Contestants from all over the state arrived at the Hisle/Van Meter family-operated farm that lies just a stone's throw from Van Meter State Park.
The national championship was being held Saturday in Saline County for the fourth time since the event originated nearly seven decades ago and Missouri State Corn Husking Association President Carolyn Taylor said that it's an honor for the event, which was held here previously in 1937, 1987 and 1996, to be back in Saline County once again.
"It's an honor to have the state event held here but an even bigger honor for the national championships to be here again," Taylor said. "It's a dying art and this helps to keep it going."
Taylor also said that it took the effort of numerous Saline County residents and agribusinesses to help make this event a reality for Saline County.
"We would have liked to have it at the Saline County Fairground [usually the site of the state competition], but the corn just wasn't good enough to make it fair for everybody," Taylor said. "Mike (Hisle) had the only cornfield still standing and somehow they (national organizers) found it. It's in excellent shape and the huskers are telling me that the corn is excellent for picking."
Hisle said he was surprised when he was initially approached about the possibility of having the national husking championships held at the farm that he and his family have operated since he was a child.
"It's a real nice honor. They (national organizers) were desperate to find a place because the drought we had this summer didn't leave a lot of places where they could hold the event," he explained. "So we did whatever we could to help out. I've lived here all my life and farmed this land with my brothers and my dad, so this is a real pleasure for this to be held here."
Lehman Jennings, a retired University of Missouri Extension employee who serves as an official and field worker for the state championships each year, agreed with Taylor on the magnitude of having the national event in Saline County.
"It's a real honor and an opportunity to bring each state's champion into Marshall to compete and have some good times," Jennings said.
Glenn Eilers, another Marshall resident who serves as the weighmaster for the competition, agreed with Taylor and Jennings.
"It's a lot of work but we have a good time and it's a community effort every year," Eilers said.
"We've had a nice group of contestants throughout the weekend and the weather turned out real nice today," Jennings said. "The field was real good for picking and we enjoy seeing these teams working so well together. All in all, we've had a fantastic weekend.
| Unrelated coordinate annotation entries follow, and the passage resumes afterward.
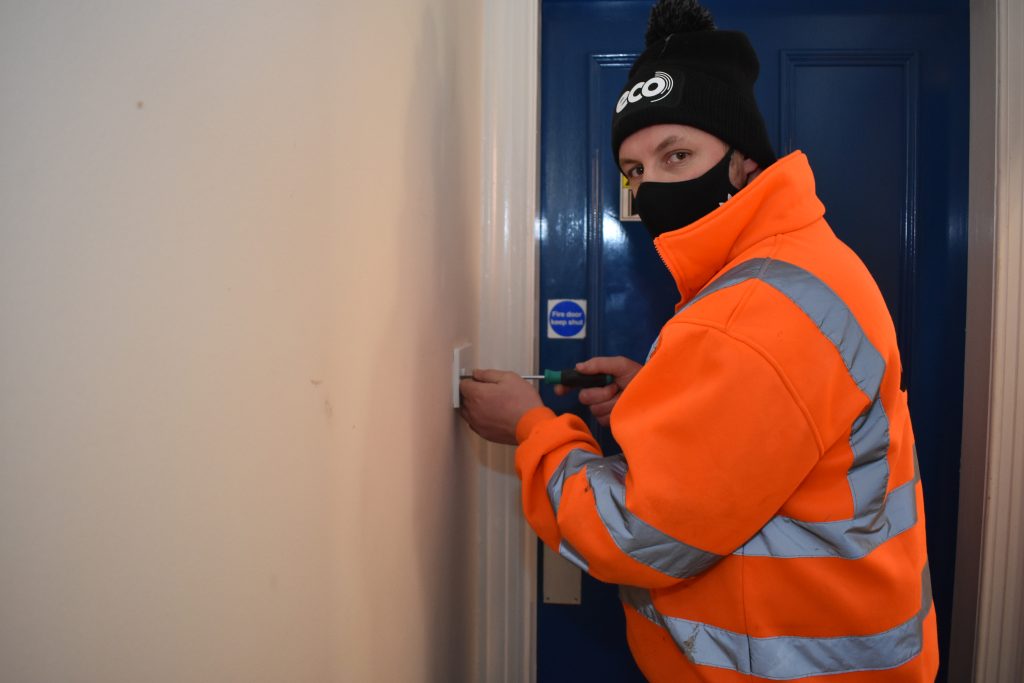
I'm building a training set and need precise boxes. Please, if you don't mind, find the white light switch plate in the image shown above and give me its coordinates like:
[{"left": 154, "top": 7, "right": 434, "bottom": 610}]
[{"left": 452, "top": 344, "right": 476, "bottom": 408}]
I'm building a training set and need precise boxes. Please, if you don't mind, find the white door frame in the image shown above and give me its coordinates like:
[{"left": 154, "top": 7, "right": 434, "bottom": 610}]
[
  {"left": 476, "top": 0, "right": 541, "bottom": 683},
  {"left": 476, "top": 0, "right": 1024, "bottom": 683},
  {"left": 939, "top": 0, "right": 1024, "bottom": 683}
]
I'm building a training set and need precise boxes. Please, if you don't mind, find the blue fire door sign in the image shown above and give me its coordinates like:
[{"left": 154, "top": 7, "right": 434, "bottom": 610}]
[{"left": 548, "top": 299, "right": 587, "bottom": 339}]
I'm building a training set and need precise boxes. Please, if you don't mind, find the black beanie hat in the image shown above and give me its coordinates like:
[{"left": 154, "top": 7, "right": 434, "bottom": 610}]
[{"left": 611, "top": 0, "right": 775, "bottom": 168}]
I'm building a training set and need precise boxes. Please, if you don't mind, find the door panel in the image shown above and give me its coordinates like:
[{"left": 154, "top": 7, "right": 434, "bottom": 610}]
[{"left": 538, "top": 0, "right": 968, "bottom": 683}]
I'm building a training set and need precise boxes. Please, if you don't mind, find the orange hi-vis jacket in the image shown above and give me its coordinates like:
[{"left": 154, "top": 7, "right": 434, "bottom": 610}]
[{"left": 516, "top": 152, "right": 938, "bottom": 683}]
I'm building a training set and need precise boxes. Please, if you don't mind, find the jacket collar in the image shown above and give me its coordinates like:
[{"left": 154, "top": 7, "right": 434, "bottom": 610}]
[{"left": 654, "top": 151, "right": 825, "bottom": 308}]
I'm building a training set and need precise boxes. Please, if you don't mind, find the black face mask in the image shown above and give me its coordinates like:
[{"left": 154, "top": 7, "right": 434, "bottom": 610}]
[{"left": 633, "top": 147, "right": 739, "bottom": 239}]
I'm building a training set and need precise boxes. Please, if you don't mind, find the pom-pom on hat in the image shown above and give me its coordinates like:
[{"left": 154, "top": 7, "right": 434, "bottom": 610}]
[{"left": 611, "top": 0, "right": 775, "bottom": 168}]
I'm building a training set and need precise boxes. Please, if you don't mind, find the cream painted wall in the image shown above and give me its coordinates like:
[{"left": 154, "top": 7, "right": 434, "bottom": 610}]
[{"left": 0, "top": 0, "right": 483, "bottom": 683}]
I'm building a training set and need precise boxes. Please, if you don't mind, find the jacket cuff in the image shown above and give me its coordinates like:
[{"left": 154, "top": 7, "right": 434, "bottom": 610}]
[{"left": 515, "top": 405, "right": 557, "bottom": 443}]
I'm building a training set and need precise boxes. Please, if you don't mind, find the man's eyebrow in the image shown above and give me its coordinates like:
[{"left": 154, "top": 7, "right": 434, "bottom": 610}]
[
  {"left": 654, "top": 135, "right": 679, "bottom": 154},
  {"left": 618, "top": 135, "right": 679, "bottom": 166}
]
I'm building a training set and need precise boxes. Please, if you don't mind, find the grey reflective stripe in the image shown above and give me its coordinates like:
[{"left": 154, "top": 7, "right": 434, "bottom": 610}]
[
  {"left": 587, "top": 456, "right": 722, "bottom": 579},
  {"left": 548, "top": 449, "right": 722, "bottom": 579},
  {"left": 620, "top": 564, "right": 932, "bottom": 680},
  {"left": 671, "top": 258, "right": 905, "bottom": 559},
  {"left": 735, "top": 477, "right": 918, "bottom": 560},
  {"left": 758, "top": 259, "right": 889, "bottom": 518},
  {"left": 548, "top": 449, "right": 601, "bottom": 517},
  {"left": 558, "top": 539, "right": 590, "bottom": 573}
]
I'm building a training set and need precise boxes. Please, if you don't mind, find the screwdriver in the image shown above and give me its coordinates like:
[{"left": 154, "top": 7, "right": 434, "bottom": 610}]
[
  {"left": 522, "top": 370, "right": 615, "bottom": 389},
  {"left": 459, "top": 370, "right": 615, "bottom": 389}
]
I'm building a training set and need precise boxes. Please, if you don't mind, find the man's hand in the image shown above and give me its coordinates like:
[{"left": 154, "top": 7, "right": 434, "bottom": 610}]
[
  {"left": 459, "top": 370, "right": 544, "bottom": 445},
  {"left": 555, "top": 355, "right": 643, "bottom": 426}
]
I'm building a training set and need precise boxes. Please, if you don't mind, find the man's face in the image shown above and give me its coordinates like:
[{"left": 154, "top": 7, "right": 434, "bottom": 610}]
[{"left": 618, "top": 123, "right": 758, "bottom": 196}]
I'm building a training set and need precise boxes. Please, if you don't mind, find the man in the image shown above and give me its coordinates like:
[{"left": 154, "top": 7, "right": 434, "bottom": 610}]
[{"left": 462, "top": 0, "right": 938, "bottom": 682}]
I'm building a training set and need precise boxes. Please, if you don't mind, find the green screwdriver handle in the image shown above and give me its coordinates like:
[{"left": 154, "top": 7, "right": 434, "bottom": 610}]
[{"left": 544, "top": 370, "right": 615, "bottom": 389}]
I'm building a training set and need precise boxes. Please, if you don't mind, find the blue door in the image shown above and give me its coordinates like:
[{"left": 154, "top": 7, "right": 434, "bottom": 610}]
[{"left": 538, "top": 0, "right": 969, "bottom": 683}]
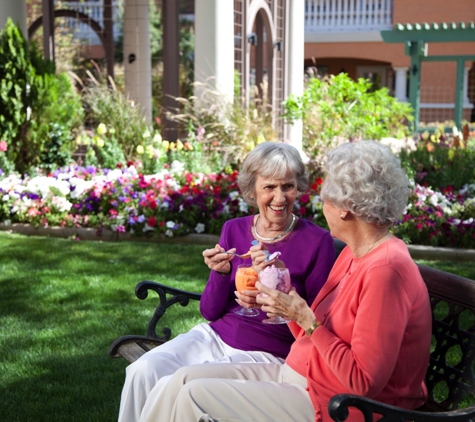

I wish everybody could get a chance to see how hard these people work doing these events."
National Cornhusking Association President Rob Roberts, a Missouri native, said the competition was everything the organizers and participants could have asked for.
"I think it's great for the community to see how this is done," Roberts said. "We have a lot of farm oriented people out here reliving their heritage. It's great to see the teamsters out here with their horses and wagons and see the contestants giving their all to something they love so much."